Macroeconomics: The Day Ahead for 18 July

  • Quiet start to data light week: digesting Singapore Exports, UK Rightmove House Prices, awaiting US NAHB Housing Market Index and Polish core CPI; BoE Saunders speech; Goldman Sachs, BofA and IBM top US earnings run; Italy govt crisis, Europe heatwave and gas supply; UK Tory leadership vote
  • US NAHB Housing Market Index: further modest dip expected; purchase cancellations and high mortgage rates impart downside risks
  • ECB and BoJ meetings, PMIs and Corporate Earnings in focus for the week

EVENTS PREVIEW

A very quiet start to the new week in data and event terms, with UK Rightmove House Prices and Singapore Exports to digest ahead of the US NAHB Housing Market Index and Polish core CPI, while BoE’s Saunders speech at the Resolution Foundation is the only item of note on the events schedule. The US Q2 earnings continues with financials still dominating via way of Bank of America and Goldman Sachs, and results from IBM also on tap. The week as a whole is relatively light in data terms (PMIs and other surveys and US Housing data), with the focus on the ECB and BoJ policy meetings, along with the Italy govt crisis, the extreme heat in Western Europe and whether Nordstream 1 gas flows from Russia to Europe will resume after the 10 day maintenance shutdown. While the BoJ has made it very clear that it has no intention of walking away from its current ultra-loose monetary policy stance, despite concerns about JPY weakness, the case for a more aggressive ECB move (i.e. 50 bps) on Thursday is strong given CPI is running 8.6% y/y headline and 3.7% y/y core, but with Rehn reaffirming the already signalled 25 bps in July and a 50 bps move in September last Friday, this looks unlikely. The bigger immediate policy and credibility challenge for the ECB is to deliver on its anti-fragmentation tool, given the political crisis in Italy.
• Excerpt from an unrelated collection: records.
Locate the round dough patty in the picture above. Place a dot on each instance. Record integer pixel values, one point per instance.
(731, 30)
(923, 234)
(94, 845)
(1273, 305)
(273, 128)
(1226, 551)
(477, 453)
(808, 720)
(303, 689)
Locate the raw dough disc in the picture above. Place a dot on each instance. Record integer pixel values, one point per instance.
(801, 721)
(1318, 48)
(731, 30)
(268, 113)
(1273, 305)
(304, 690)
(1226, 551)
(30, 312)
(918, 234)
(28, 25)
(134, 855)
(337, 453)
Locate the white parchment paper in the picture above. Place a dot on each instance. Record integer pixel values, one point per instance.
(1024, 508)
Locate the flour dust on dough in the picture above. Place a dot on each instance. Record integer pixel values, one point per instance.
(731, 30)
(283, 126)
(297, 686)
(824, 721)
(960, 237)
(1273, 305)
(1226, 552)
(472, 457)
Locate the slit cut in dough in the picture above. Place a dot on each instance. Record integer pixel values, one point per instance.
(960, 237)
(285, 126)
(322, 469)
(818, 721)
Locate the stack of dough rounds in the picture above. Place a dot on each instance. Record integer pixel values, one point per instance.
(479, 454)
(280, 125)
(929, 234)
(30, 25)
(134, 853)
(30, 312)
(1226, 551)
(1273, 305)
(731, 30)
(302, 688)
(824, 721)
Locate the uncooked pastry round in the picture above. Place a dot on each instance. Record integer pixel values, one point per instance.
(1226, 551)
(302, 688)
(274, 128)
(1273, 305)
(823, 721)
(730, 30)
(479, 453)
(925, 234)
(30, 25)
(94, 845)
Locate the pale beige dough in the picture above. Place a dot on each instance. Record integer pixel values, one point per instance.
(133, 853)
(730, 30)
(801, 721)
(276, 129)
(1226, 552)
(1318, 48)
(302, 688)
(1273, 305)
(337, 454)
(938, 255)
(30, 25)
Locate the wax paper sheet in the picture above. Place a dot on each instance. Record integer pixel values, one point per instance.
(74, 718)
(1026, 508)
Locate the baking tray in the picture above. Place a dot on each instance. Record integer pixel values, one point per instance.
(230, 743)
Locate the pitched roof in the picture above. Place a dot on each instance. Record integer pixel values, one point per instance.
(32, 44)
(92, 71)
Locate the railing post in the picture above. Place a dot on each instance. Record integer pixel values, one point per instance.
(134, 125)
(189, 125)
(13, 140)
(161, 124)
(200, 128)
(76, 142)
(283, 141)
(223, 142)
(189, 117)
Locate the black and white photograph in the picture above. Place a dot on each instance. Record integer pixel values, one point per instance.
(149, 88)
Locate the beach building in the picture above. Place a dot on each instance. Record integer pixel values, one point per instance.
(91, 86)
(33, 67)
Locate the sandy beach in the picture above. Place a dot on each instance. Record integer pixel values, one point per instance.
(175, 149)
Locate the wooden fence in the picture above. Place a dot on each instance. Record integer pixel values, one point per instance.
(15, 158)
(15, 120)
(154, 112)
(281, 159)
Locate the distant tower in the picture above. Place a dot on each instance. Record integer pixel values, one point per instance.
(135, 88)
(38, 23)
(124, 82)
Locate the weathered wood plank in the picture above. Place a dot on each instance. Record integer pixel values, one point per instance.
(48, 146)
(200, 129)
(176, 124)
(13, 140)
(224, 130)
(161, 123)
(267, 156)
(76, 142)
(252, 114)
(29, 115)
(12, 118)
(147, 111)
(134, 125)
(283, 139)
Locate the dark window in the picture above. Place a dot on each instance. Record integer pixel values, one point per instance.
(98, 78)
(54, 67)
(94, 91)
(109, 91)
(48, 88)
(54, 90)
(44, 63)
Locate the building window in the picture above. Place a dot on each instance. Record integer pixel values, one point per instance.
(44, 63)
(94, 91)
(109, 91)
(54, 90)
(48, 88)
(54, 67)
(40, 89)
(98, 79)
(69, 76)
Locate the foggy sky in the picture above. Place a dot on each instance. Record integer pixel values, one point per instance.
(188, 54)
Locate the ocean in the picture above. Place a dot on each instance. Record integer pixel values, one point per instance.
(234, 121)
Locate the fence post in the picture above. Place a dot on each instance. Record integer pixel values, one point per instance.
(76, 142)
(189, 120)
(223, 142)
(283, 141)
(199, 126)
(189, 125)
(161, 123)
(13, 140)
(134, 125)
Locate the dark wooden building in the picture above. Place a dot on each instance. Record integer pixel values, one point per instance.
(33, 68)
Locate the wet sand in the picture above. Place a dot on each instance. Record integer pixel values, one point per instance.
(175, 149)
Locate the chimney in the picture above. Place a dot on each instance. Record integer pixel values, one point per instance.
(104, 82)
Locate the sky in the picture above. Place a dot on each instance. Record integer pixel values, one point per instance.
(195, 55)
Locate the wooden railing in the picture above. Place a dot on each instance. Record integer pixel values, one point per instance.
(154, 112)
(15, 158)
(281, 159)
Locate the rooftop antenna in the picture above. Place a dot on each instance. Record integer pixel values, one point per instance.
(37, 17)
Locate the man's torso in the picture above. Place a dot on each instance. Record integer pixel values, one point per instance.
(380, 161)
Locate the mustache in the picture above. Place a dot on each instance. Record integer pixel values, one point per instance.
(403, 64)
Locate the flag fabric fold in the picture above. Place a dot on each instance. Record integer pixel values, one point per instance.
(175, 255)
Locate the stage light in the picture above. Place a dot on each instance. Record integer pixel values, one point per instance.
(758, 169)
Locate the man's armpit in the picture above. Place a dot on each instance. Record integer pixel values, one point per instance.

It is safe to say that the ECB cannot afford any slip ups in its communication, and it will doubtless reiterate its long held line on the Euro that it has no target for the currency, but is always sensitive to any sharp or disorderly moves.

The US NHAB Housing Market Index is expected to ease modestly to 65 from 67, despite a sharp rise in purchase cancellations, and a small drop in to 5.91 in the MBA 30-yr mortgage rate (as against 3.16% a year ago), both of which imply that risks are skewed to the downside of the consensus.